Segundo reportagem da Reuters, o governo argentino intensificou a vigilância marítima com apoio dos Estados Unidos para evitar incursões ilegais e monitorar os navios chineses que operam próximos ao Mar Argentino, em meio à crescente disputa geopolítica entre Washington e Pequim.
“Cidade de luzes” no Atlântico Sul
A dimensão da operação chamou atenção em janeiro deste ano, quando imagens da NASA registraram uma verdadeira “cidade de luzes” no oceano. Cerca de 200 embarcações chinesas foram identificadas operando simultaneamente na região, atraídas pelo lucrativo mercado da lula Illex argentinus, uma das espécies mais valorizadas do mundo.
Dados da Prefectura Naval Argentina mostram que a presença de embarcações chinesas saltou de aproximadamente 150 navios em 2016 para um pico de 340 em 2021. Em 2026, o número gira em torno de 230 barcos — ainda muito acima de frotas de outros países, como Coreia do Sul, Espanha e Vanuatu.
Suspeitas de espionagem
Autoridades argentinas e especialistas ouvidos pela Reuters afirmam que parte das embarcações pode estar sendo usada para fins além da pesca.
Marcelo Rozas Garay, ex-vice-ministro da Defesa da Argentina, revelou que alguns barcos chineses carregariam antenas incompatíveis com atividades pesqueiras tradicionais.
“Acredita-se que, na verdade, buscavam obter informações ou interceptar comunicações”, afirmou.
O governo argentino também suspeita que alguns navios tenham realizado mapeamentos da plataforma continental argentina, área estratégica cuja exploração pertence exclusivamente ao Estado argentino.
Apesar das suspeitas, análises feitas pela Reuters em parceria com a empresa Starboard Maritime Intelligence não encontraram provas conclusivas de operações sistemáticas de cartografia marítima entre 2025 e 2026. Ainda assim, especialistas admitem que atividades menores podem ter ocorrido sem detecção.

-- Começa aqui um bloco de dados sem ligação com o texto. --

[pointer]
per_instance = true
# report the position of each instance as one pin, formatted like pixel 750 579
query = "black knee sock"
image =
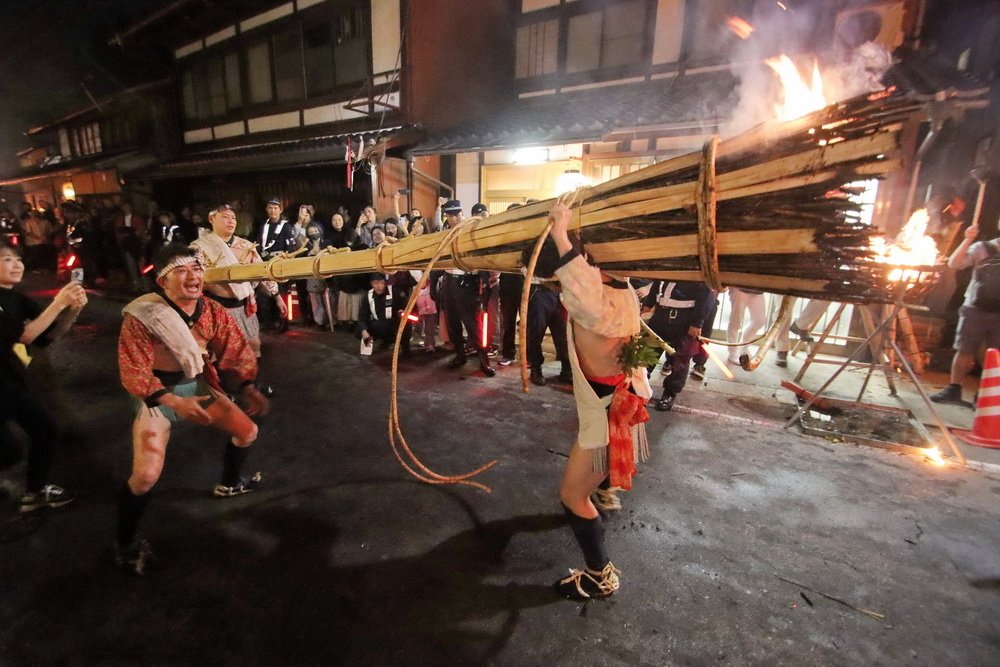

Pesca intensiva e tecnologia avançada
A frota chinesa utiliza métodos altamente tecnológicos para capturar lulas durante a noite. Os barcos usam potentes refletores de até 4 mil watts para atrair os animais à superfície, além de redes automatizadas e iscas luminosas.
Toda a operação ocorre oficialmente fora da ZEE argentina, mas muito próxima da área controlada pelo país.

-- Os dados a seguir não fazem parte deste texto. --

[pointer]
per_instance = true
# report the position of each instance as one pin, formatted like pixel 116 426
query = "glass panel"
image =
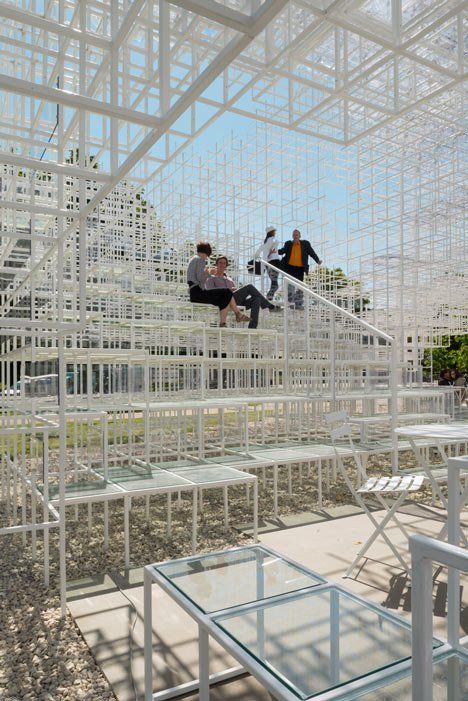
pixel 157 479
pixel 171 464
pixel 209 473
pixel 319 640
pixel 82 489
pixel 219 581
pixel 401 690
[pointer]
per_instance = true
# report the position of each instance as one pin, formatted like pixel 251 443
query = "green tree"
pixel 346 289
pixel 454 354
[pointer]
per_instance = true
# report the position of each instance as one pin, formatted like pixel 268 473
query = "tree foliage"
pixel 454 354
pixel 348 290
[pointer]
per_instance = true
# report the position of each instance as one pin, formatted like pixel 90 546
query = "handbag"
pixel 254 267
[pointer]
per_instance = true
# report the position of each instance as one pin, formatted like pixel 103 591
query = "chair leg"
pixel 379 530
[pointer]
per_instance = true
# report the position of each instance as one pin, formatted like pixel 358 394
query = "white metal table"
pixel 441 435
pixel 299 635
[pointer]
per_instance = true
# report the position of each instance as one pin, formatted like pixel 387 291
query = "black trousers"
pixel 295 296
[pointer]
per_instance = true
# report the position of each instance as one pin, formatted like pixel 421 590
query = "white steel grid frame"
pixel 207 628
pixel 97 92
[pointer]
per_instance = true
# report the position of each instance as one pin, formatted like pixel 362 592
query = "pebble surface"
pixel 45 658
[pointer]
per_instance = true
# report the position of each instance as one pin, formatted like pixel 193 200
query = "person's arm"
pixel 312 254
pixel 230 284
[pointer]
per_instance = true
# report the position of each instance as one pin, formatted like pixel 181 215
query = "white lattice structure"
pixel 359 134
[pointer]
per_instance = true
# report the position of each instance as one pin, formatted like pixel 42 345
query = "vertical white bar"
pixel 164 57
pixel 453 535
pixel 204 663
pixel 148 634
pixel 421 607
pixel 255 513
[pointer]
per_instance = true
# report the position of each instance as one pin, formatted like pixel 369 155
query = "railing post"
pixel 421 614
pixel 394 403
pixel 332 360
pixel 286 382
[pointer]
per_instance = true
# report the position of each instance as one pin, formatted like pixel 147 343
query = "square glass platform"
pixel 318 640
pixel 234 577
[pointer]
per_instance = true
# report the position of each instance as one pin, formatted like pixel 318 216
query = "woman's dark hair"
pixel 204 247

Segundo autoridades locais, o reforço na fiscalização reduziu significativamente os casos de pesca ilegal dentro das águas argentinas. Entre 2021 e 2025, foram registrados apenas quatro incidentes suspeitos.
“Agora temos certeza de que os chineses sabem que temos capacidade para monitorá-los”, declarou Juan Battaleme, ex-secretário argentino de Defesa para Assuntos Internacionais.
Disputa entre China e EUA na América do Sul
O caso também reflete a crescente rivalidade entre Estados Unidos e China na América Latina.
Washington vê com preocupação o avanço chinês na região, que inclui investimentos em portos no Brasil e Peru, projetos de petróleo na Venezuela e até uma estação espacial chinesa em território argentino.
O Pentágono demonstrou preocupação com o chamado “uso duplo” da frota pesqueira chinesa — ou seja, embarcações civis que poderiam ser usadas também para inteligência estratégica.
Já o governo chinês negou qualquer atividade de espionagem e classificou as acusações como “especulação sem fundamento”, afirmando que a cooperação pesqueira do país segue o direito internacional.
Apesar do tom de alerta, o governo do presidente Javier Milei evita confrontar diretamente Pequim. A China é atualmente o segundo maior parceiro comercial da Argentina e principal compradora de soja e carne bovina do país, além de investidora em áreas como lítio, energia e infraestrutura.
Impacto ambiental preocupa especialistas
Pesquisadores alertam que a pesca intensiva da lula Illex argentinus pode gerar danos graves ao ecossistema marinho do Atlântico Sul.
A especialista Marcela Ivanovic, do Instituto Nacional de Pesquisa e Desenvolvimento Pesqueiro da Argentina, afirmou que a espécie é particularmente vulnerável por ter ciclo de vida curto e movimentos migratórios previsíveis.
“Está sendo realizada uma pesca selvagem nessa região”, resumiu.
Organizações ambientais internacionais também demonstram preocupação com a falta de coordenação global para controlar a exploração pesqueira em águas internacionais, cenário que pode acelerar o colapso de ecossistemas marinhos estratégicos.